Additionally, Alaska is a direct sail to all the potential Asian markets; while Lower 48 competitor selling LNG have to go through a third country, Panama, to reach Pacific customers.
Those factors, along with the fact that the gas reserves at Prudhoe Bay and Point Thomson are very well defined and developed, combine to still make the Alaska LNG Project a good one, according to Meyer.
The established North Slope infrastructure also helps de-link the cost of North Slope natural gas from oil, easing price fluctuations.
“If you take reduced volatility, stable venue, state, location and competitive price I think we’ve got a real winner. It’s all those things that go into a large utility purchase decision. It’s not just price, but price is important; we have to recognize that,” he said.
He added that even though Lower 48 Henry Hub priced natural gas is now in the $2 per thousand cubic feet, or mcf, range, making it competitive with Alaska in Asia despite much longer shipping times, the Henry Hub market has historically been a volatile one, as well.
Market analysts vary on projections for long-term Henry Hub pricing. Some feel that fracking fundamentally changed the North American natural gas market; while others contend it will still be subject to future price spikes.
Since “fracked” gas became an established commodity in 2010, Henry Hub indexed natural gas exceeded $5 per mcf once for a brief period early in 2014.
The price issue for Alaska LNG will be at least partially addressed through timing.
The current spot prices for LNG delivered to Asian ports of about $4 per million British thermal units (roughly equivalent to a per mcf price of natural gas) is nearly half of what Asian market spot prices were a year ago and nearly 75 percent less than what they were when the Alaska LNG Project was being conceived just a few years ago.
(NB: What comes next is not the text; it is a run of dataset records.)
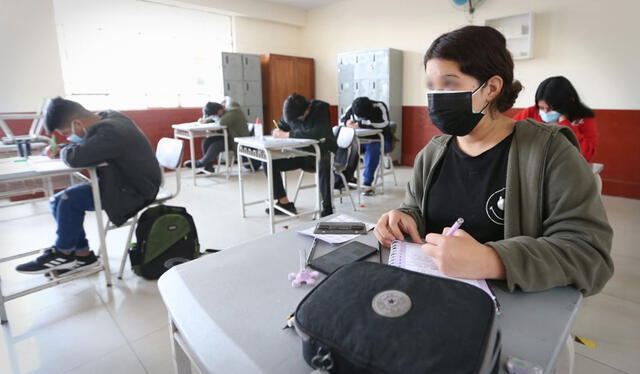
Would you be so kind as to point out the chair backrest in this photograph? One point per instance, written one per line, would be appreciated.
(344, 136)
(169, 153)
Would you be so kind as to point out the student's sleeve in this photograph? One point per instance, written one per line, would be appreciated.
(523, 114)
(346, 116)
(575, 244)
(100, 147)
(314, 129)
(381, 119)
(413, 196)
(587, 134)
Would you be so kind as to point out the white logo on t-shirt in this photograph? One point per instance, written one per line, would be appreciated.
(495, 207)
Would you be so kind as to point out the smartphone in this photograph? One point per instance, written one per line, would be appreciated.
(346, 254)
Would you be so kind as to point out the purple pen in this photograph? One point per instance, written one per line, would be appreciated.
(456, 225)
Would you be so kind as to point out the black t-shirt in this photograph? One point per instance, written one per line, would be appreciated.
(472, 188)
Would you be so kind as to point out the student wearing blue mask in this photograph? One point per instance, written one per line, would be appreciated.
(128, 182)
(365, 113)
(532, 213)
(557, 101)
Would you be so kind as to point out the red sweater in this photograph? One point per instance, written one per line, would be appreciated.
(585, 129)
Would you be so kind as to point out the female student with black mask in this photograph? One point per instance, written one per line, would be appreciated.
(533, 215)
(558, 102)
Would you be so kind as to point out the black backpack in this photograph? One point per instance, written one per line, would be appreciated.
(166, 236)
(367, 318)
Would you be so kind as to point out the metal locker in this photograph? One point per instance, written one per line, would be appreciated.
(252, 93)
(231, 66)
(235, 90)
(253, 112)
(251, 68)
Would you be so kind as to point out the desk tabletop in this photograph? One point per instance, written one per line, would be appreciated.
(367, 132)
(191, 126)
(13, 168)
(269, 142)
(230, 308)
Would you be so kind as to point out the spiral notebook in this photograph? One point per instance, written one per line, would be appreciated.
(409, 256)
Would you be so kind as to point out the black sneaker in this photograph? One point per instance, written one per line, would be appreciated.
(288, 206)
(82, 263)
(50, 260)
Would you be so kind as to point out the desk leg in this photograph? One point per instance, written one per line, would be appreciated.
(242, 210)
(272, 228)
(3, 311)
(181, 361)
(359, 174)
(93, 173)
(226, 154)
(381, 164)
(317, 179)
(192, 148)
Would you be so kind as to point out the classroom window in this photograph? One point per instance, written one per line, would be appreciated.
(128, 54)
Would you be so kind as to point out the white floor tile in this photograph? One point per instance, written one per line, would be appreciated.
(154, 351)
(614, 324)
(59, 338)
(122, 360)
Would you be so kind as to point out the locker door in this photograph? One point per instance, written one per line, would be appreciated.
(231, 66)
(234, 89)
(362, 67)
(252, 93)
(380, 64)
(251, 68)
(253, 112)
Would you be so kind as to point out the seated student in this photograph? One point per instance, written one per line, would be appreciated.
(229, 115)
(558, 102)
(128, 182)
(533, 215)
(308, 120)
(367, 114)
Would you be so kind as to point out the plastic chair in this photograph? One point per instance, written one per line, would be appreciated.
(344, 138)
(169, 155)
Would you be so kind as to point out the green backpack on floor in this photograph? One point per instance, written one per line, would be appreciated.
(166, 236)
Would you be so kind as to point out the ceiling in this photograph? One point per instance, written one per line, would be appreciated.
(304, 4)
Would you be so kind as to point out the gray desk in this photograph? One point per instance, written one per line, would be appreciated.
(227, 310)
(39, 167)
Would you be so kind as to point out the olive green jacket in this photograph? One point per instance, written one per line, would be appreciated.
(556, 230)
(236, 124)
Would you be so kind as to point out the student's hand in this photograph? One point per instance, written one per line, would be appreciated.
(353, 124)
(277, 133)
(393, 225)
(49, 152)
(461, 256)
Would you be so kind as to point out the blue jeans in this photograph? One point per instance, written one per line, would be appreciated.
(68, 209)
(372, 159)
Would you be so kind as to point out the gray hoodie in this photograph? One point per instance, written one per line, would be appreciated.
(556, 230)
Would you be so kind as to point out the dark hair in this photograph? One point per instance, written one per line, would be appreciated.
(481, 52)
(559, 93)
(294, 106)
(362, 107)
(60, 112)
(211, 109)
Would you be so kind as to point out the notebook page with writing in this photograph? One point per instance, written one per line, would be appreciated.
(409, 256)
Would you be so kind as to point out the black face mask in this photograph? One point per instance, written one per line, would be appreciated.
(452, 112)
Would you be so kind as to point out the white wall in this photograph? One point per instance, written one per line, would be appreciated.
(251, 35)
(593, 45)
(29, 63)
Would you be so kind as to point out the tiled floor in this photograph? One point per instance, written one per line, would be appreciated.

That is simply the effect of LNG suppliers responding to the largest increase in demand the world has ever seen with the largest supply increase ever, Meyer said.
The world is oversupplied with LNG. However, he sees the market imbalance correcting in the 2022-25 timeframe, which is the “demand window” the state needs to hit, he said.
“One of the good things about natural gas is it is the preferred hydrocarbon molecule. The world is trying to get cleaner,” Meyer said. “We’re going to have this consistent demand curve (growth) for natural gas.”
The current project timeline calls for startup sometime in late 2024 or 2025.
But that also means time is of the essence. Meyer said the state “needs to be out in front of customers right now,” and starting to get contracts signed within the next two years.
That will mean developing an AGDC marketing team.
“Our marketing won’t just be LNG, it can also be this project,” he said, noting a utility could buy gas from a producer and use the Alaska LNG Project as a means to move and process what it bought.
The corporation has until now filled the role of a technical body, first focused on engineering the idled Alaska Stand Alone Pipeline, or ASAP, project.
To that end, the work done to date on the project’s upcoming Federal Energy Regulatory Commission license filing — FERC’s environmental impact statement process — “far exceeds” what is typically done on Lower 48 export projects at this point in development, Meyer said.